Had she deceived herself about this hermit's story? Had she allowed her mind to dwell on her loss until she was quite unaccountable for her mental decisions? To tell the truth, this thought frightened the girl of the Red Mill a little.
Practical as Ruth Fielding ordinarily was, she must confess that the shock she had received when the hospital in France was partly wrecked, an account of which is given in "Ruth Fielding Homeward Bound," had shaken the very foundations of her being. She shuddered even now when she thought of what she had been through in France and on the voyage coming back to America.
She realized that even Tom and Helen looked at her sometimes when she spoke of her lost scenario in a most peculiar way. Was it a fact that she had allowed her loss to unbalance--well, her judgment? Suppose she was quite wrong about that scenario the hermit had submitted to Mr. Hammond?
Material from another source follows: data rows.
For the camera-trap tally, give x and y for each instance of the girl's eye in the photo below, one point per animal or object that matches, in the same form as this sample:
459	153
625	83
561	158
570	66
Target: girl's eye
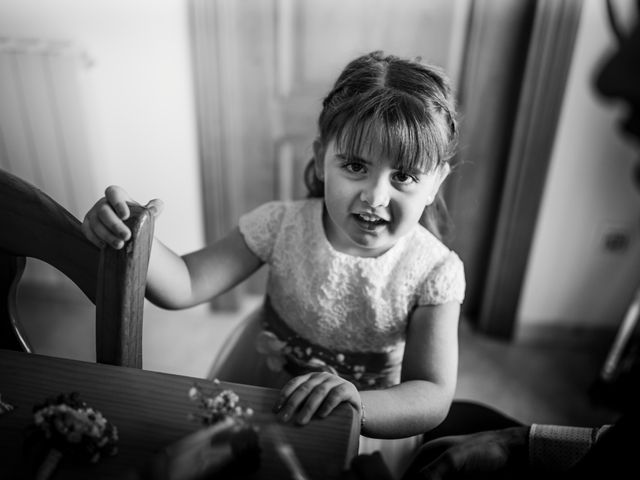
353	167
405	178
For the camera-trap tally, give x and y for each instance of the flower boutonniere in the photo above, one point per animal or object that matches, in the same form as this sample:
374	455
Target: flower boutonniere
67	427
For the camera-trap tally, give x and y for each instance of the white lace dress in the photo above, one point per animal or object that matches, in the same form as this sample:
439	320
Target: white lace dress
327	310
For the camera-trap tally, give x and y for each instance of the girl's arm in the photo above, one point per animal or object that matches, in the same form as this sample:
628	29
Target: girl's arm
429	372
419	403
176	282
173	281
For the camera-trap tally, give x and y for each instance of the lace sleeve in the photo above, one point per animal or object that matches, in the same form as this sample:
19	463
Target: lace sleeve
260	227
445	282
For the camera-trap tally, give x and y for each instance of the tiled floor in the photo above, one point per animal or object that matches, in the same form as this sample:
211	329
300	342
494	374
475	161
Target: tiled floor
533	383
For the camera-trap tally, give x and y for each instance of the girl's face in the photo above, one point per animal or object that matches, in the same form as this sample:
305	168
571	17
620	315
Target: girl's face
370	204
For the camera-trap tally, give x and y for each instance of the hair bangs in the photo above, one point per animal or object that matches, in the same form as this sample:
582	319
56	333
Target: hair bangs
396	127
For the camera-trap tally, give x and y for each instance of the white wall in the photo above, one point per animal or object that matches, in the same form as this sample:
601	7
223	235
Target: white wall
139	98
571	280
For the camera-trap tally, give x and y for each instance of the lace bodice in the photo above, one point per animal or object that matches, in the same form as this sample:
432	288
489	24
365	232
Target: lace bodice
342	301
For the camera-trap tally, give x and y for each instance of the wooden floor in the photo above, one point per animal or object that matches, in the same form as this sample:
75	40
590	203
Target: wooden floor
532	382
The thought frightened her!
At least, she had nothing to say upon the puzzling subject, not even to her best and closest friends. She was sorry indeed two hours later when they were at lunch on the porch of the Reef Harbor House with some of the Camerons' friends that Helen brought the conversation around again to the Beach Plum Point "hermit."
"A _real_ hermit?" cried Cora Grimsby, a gay, blonde, irresponsible little thing, but with a heart of gold. "And is he a hermit for revenue only, too?"
"What do you mean by that?" Helen demanded.
"Why, we have a hermit here, you see. Over on Reef Island itself. If you give us a sail in your motor yacht after lunch I'll introduce our hermit to you. But you must buy something of him, or otherwise 'cross his palm with silver.' He told me one day that he was not playing a nut for summer folks to laugh at just for the good of his health."
"Frank, I must say," laughed Tom Cameron.
"I guess he's been in the hermit business before," said Cora, sparkling at Tom in his uniform. "But this is his first season at the Harbor."
"I wonder if he belongs to the hermit's union and carries a union card,"
suggested Jennie Stone soberly. "I don't think we should patronize non-union hermits."
"Goody!" cried Cora, clapping her hands. "Let's ask him."
Ruth said nothing. She rather wished she might get out of the trip to Reef Island without offending anybody. But that seemed impossible. She really had seen all the hermits she cared to see!
She could not, however, be morose and absent-minded in a party of which Cora Grimsby and Jennie Stone were the moving spirits. It was a gay crowd that crossed the harbor in the _Stazy_ to land at a roughly built dock under the high bluff of the wooded island.
"There's the hermit!" Cora cried, as they landed. "See him sitting on the rock before the door of his cabin?"
"Right on the job," suggested Tom.
"No unlucky city fly shall escape that spider's web," cried Jennie.
He was a patriarchal looking man. His beard swept his breast. He wore shabby garments, was barefooted, and carried a staff as though he were lame or rheumatic.
"Dresses the part much better than our hermit does," Helen said, in comment.